-- - -- - - -- - - -- - - -- - - -- - - -- - - -Jornal do Commercio - Recife, 28 de março de 1998

Terrorismo não

Muito chocante e preocupante a carta de uma professora e proprietária rural expropriada, divulgada pelo jornalista Alberto Dines neste Jornal do Commercio e em outros jornais. Marô de Freitas, professora de arte, e seu marido, engenheiro agrônomo, possuíam uma fazenda no Estado de Tocantins. Não era simplesmente para criar gado ou plantar. A casa da fazenda era seu lar. Moraram ali doze anos. Perderam tudo graças a uma invasão de supostos sem-terra, liderada por um empregado da fazenda; que não era improdutiva, ao contrário, era pioneira do desenvolvimento rural na região. O bando se instalou em casas da fazenda (para que barracas de lona?, observa dona Marô) e passou a praticar todo tipo de barbaridade. Uma pesada ação aterrorizante, uma vez por mês; e curtiam os demais 30 dias faturando o terror mensal. Uma tática que revela a mão de um movimento organizado.

Metodicamente, ela anotou tudo: foi apedrejada; seu marido foi baleado no rosto; quatro empregados também foram aquinhoados com tiros; duas pontes, serraria e curral queimados; duas casas de alvenaria destruídas a marretadas; ameaças constantes; tiros nos veículos; matança de gado; derrubada de cercas; fogo na reserva florestal. Nada disso motivou as autoridades policiais nem as judiciárias. Não suportando mais as pressões `reivindicatórias', que ela atribui ao MST, tiveram que abandonar a fazenda. "Tenho todas as provas, documentos em cartório. Posso mostrar as cicatrizes dessa desgraça que se abateu sobre uma família que apenas queria ser feliz", afirma. Acrescenta que não tem mais casa e mora num apartamento apertado em Goiânia. Seu casamento acabou-se, o marido sucumbindo a uma psicose maníaco-depressiva. Pretende mudar-se para os Estados Unidos, onde goza de reputação como professora: "Nossa única saída é sair deste Eldorado", conclui.

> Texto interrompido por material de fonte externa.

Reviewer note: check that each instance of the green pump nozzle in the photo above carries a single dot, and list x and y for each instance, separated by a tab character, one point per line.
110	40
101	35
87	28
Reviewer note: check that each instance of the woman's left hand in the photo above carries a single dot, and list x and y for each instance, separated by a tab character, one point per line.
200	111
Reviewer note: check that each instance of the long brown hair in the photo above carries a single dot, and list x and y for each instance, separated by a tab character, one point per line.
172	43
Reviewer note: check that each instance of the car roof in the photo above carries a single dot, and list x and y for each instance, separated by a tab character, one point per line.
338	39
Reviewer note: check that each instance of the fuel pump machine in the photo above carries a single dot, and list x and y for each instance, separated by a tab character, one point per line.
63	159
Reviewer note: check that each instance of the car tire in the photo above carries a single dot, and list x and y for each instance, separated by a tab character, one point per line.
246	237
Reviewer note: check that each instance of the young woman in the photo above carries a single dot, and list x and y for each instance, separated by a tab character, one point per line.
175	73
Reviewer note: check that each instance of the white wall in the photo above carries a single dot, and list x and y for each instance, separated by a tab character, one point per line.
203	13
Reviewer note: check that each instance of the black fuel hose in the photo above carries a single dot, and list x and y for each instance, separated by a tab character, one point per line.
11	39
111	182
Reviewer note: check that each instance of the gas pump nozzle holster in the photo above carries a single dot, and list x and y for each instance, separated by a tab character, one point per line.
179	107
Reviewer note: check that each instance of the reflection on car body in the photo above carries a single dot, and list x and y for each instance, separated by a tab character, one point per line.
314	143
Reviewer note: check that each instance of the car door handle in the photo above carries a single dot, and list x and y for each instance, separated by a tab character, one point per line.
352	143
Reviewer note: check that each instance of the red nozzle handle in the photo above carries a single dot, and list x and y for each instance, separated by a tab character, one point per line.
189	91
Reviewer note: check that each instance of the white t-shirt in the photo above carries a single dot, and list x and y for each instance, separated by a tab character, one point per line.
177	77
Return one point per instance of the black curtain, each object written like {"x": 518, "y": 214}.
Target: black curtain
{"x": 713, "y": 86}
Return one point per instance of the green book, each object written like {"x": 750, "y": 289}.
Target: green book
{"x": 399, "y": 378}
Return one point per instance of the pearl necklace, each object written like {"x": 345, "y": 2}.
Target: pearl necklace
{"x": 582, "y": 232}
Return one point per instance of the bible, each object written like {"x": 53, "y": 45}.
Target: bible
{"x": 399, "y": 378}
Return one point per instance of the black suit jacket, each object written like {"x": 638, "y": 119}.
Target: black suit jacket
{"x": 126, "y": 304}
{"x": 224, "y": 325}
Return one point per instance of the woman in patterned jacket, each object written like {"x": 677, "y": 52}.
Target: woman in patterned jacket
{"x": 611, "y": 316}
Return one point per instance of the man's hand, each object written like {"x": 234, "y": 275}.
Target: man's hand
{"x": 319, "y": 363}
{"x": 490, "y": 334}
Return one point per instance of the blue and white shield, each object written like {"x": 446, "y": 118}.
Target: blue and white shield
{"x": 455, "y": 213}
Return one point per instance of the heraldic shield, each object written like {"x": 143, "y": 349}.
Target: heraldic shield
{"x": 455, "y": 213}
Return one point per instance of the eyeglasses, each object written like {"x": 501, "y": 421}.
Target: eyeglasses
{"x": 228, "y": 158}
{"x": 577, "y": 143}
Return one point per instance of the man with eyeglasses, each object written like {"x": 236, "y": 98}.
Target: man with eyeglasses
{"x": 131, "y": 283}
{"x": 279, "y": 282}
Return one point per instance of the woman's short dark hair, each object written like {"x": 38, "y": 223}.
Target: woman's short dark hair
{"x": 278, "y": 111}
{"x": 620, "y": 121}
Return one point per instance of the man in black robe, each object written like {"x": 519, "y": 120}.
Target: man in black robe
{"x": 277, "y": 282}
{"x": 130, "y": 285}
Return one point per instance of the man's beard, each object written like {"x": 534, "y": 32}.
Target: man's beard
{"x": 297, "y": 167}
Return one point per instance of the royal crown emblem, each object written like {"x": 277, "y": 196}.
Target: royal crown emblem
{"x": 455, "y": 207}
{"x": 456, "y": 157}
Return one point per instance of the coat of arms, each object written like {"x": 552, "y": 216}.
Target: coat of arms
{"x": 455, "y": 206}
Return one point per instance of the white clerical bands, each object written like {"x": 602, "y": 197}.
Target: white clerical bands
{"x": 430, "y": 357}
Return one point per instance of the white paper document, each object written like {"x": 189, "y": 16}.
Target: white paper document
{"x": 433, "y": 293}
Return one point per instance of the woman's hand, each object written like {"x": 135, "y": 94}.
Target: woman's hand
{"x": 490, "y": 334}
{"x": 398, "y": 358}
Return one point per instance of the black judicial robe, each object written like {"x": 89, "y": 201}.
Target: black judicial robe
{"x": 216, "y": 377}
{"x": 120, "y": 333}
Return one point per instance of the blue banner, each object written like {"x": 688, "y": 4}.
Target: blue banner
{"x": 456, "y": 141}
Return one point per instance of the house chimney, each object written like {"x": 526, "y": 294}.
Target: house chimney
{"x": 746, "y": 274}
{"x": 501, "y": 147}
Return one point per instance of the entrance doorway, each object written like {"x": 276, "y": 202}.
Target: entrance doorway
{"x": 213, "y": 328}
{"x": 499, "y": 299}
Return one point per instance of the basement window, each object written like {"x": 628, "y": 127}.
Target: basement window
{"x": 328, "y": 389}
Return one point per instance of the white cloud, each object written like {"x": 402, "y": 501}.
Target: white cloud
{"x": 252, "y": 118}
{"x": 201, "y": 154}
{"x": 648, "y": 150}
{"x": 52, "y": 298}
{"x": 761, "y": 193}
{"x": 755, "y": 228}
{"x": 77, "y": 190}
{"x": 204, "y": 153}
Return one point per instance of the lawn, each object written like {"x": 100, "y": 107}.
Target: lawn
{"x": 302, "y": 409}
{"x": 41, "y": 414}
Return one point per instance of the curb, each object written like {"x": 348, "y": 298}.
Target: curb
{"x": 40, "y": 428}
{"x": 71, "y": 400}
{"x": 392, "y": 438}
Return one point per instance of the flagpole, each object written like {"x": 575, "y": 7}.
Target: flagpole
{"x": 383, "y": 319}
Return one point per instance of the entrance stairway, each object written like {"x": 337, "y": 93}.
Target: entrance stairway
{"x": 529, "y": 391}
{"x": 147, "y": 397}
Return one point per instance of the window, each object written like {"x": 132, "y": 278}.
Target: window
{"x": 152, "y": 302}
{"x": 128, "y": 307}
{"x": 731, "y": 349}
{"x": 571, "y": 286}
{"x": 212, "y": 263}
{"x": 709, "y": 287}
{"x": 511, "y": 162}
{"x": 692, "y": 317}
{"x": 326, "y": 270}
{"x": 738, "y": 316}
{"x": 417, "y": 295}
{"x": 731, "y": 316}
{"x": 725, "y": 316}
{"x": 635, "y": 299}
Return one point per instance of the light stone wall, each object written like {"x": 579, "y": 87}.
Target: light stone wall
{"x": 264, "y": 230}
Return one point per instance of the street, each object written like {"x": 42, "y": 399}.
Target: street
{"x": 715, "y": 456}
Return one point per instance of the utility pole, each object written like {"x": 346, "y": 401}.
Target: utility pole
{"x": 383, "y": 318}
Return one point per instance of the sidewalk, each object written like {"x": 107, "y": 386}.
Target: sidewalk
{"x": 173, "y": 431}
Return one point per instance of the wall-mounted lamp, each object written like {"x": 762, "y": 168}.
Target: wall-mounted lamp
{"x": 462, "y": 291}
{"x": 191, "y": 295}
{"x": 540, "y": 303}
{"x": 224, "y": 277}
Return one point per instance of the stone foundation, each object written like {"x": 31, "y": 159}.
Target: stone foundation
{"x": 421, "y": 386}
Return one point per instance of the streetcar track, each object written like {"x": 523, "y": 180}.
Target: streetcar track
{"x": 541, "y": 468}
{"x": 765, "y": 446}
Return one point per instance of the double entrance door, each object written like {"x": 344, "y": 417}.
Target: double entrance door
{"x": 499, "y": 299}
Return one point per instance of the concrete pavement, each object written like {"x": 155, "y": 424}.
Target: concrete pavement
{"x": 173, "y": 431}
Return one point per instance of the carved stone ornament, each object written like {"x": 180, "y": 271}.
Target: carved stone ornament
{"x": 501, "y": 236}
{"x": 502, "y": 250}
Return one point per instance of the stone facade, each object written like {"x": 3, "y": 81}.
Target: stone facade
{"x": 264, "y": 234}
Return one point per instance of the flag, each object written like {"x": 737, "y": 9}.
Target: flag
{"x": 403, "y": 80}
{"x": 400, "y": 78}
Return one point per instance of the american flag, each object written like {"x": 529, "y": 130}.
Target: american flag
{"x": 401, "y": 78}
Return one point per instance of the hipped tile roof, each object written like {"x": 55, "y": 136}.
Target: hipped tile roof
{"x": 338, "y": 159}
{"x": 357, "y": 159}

É reforma ou destruição pura e simples? Tem direito, o MST, de abrigar bandidos e desqualificados, que atacam propriedades produtivas, desorganizando ainda mais a produção agropecuária?; de tomar de assalto prédios públicos? É verdade que latifundiários e donos de terras improdutivas, guardadas para especulação, também mantêm seus pistoleiros e cometem arbitrariedades. É certo também que a grande responsabilidade pela situação insustentável que atravessamos é o governo (sucessivos governos), que só trata de reforma agrária de maneira demagógica e eleitoreira. Isso não dá direito a ninguém de apelar para o terrorismo. Pressão, sim. O pouco que o governo realiza nesse campo o faz por causa das pressões. Mas o MST e movimentos similares se desmoralizam e perdem sua razão de ser quando partem para o banditismo puro e simples, como o descrito por dona Marô. O que eles podem representar de positivo para a reforma agrária fica prejudicado pela arbitrariedade, a prepotência, a certeza de uma impunidade assentada em articulações políticas.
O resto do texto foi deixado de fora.